Inside those cozy bungalows which line the vacant sidewalk,
no denizens of this town
whose name will become synonymous with despair
will dare come out from hiding,
so the faces of these houses will stand
as the witnesses to terror:
the windows as eyes open wide the doors as mouths aghast,
the smoke stacks affecting a Sieg Heil salute
while across the street the trees stand bare,
raising their branches plaintively toward heaven
appealing for those walking by in gloom.
Who endured this walk only to meet their doom?
We cannot know for certain.
Here are names from lists of prisoners: Greta Auerbach, Arnold Beer,
Kamil Cukermandel, Emil Drenger, Berta Engelmann, Benedikt
Fischer, Theresa Gans, Max Hahn, Samuel Jelinek, Arnostka
Karpelesova, Arnost Lasch, Josef Mayer, Alice Necasova, Else
Olivenova, Wilhelm Pollak, Amalie Reichmann, Siegfried Schreiber,
Jacob Teller, Nathan Ultmann, Adelheid Vogelova, Louise Weiner,
Gustav Ziegler—May they rest in peace, and may the human race be forgiven.
Names taken from the Central Database of Shoah Victims’ Names, of those who perished in Terezin, 1942 or after, Yad Vashem.
The Train to Terezin
June 1, 1943 — There is no mystery,
It is as clear as the clear day
shown.
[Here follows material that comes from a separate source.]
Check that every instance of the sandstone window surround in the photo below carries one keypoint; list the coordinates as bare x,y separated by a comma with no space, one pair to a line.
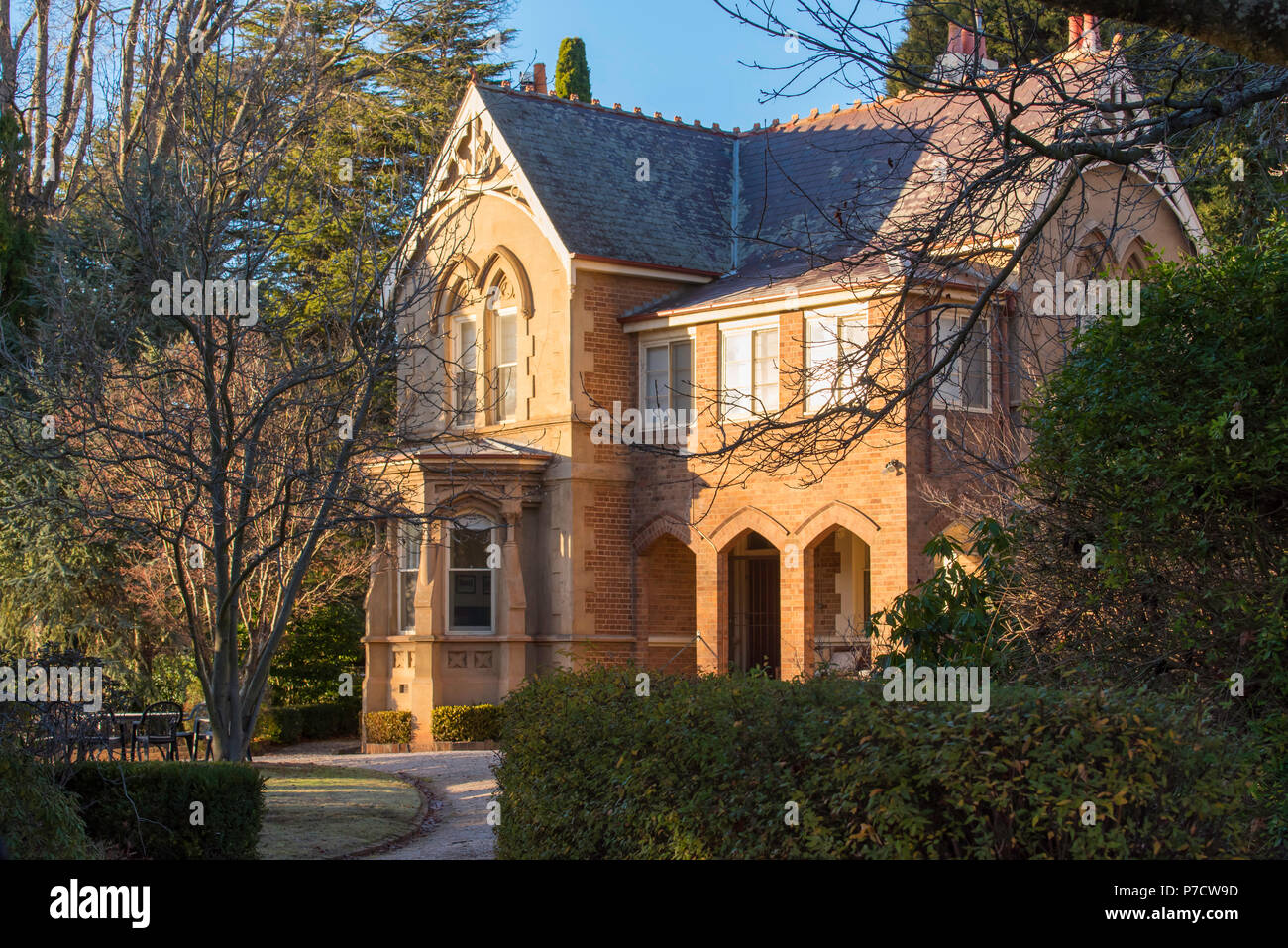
483,359
473,574
408,571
They, the perpetrators
stand about in wait
for their prey.
A guard stands far away
in the distance seen
high upon the building’s roof.
If only he were a witness,
a savior, a chronicler of
evil, what might have been?
Body parts, an arm,
a hand, show out the
open transit camp train windows
yet attached no doubt to
their owners for the time
being until the time comes
and the time will come for
dismembering at Auschwitz and Treblinka.
Who is on the train destined for their demise?
Who knows for sure, here are names from lists of inmates:
Simche Ackermann, Minna Bildstein, Esther Cohen,
Judith Deutsch, Emil Efran, Moses Falkenstein,
Erna Goldschmidt, Gustav Hahn, Franz Jablonsky,
Emil Kahn, Anna Lachmann, Jakob Marcus,
Richard Neumann, Rosa Oppenheimer, Henriette Pessel,
Mendel Rosenbaum, Georg Sass, Klara Thormann,
Isaak Veit, Rosy Wartenberg, Henriette Zamory
May they rest in peace,
and may the human race be forgiven.
Names taken from the Central Database of Shoah Victims’ Names, of those who perished in Terezin, 1943 or after, Yad Vashem.
The Suitcase to Terezin
Josef Ernst is the name on the suitcase.
What can we know from a suitcase?
285 is the number the Nazis assigned to him
for purposes of his transport to Terezin that
day on the train identified as AAw,
and so from lists that were kept
we know he was taken away on the
3rd of August, 1942 from
Horomeritz a quaint Prague village the name
of which appears on the suitcase, his captors
being meticulous about the details of such things
as this and from such records we know Josef Ernst
born 24 June 1900 was liberated from Terezin,
he survived the Holocaust this we know, he had
a life after Terezin and surely now he rests in peace,
we can but hope that he forgave the human race.
Name and information from database of Terezin Initiative Institute entries for Shoah victims and survivors.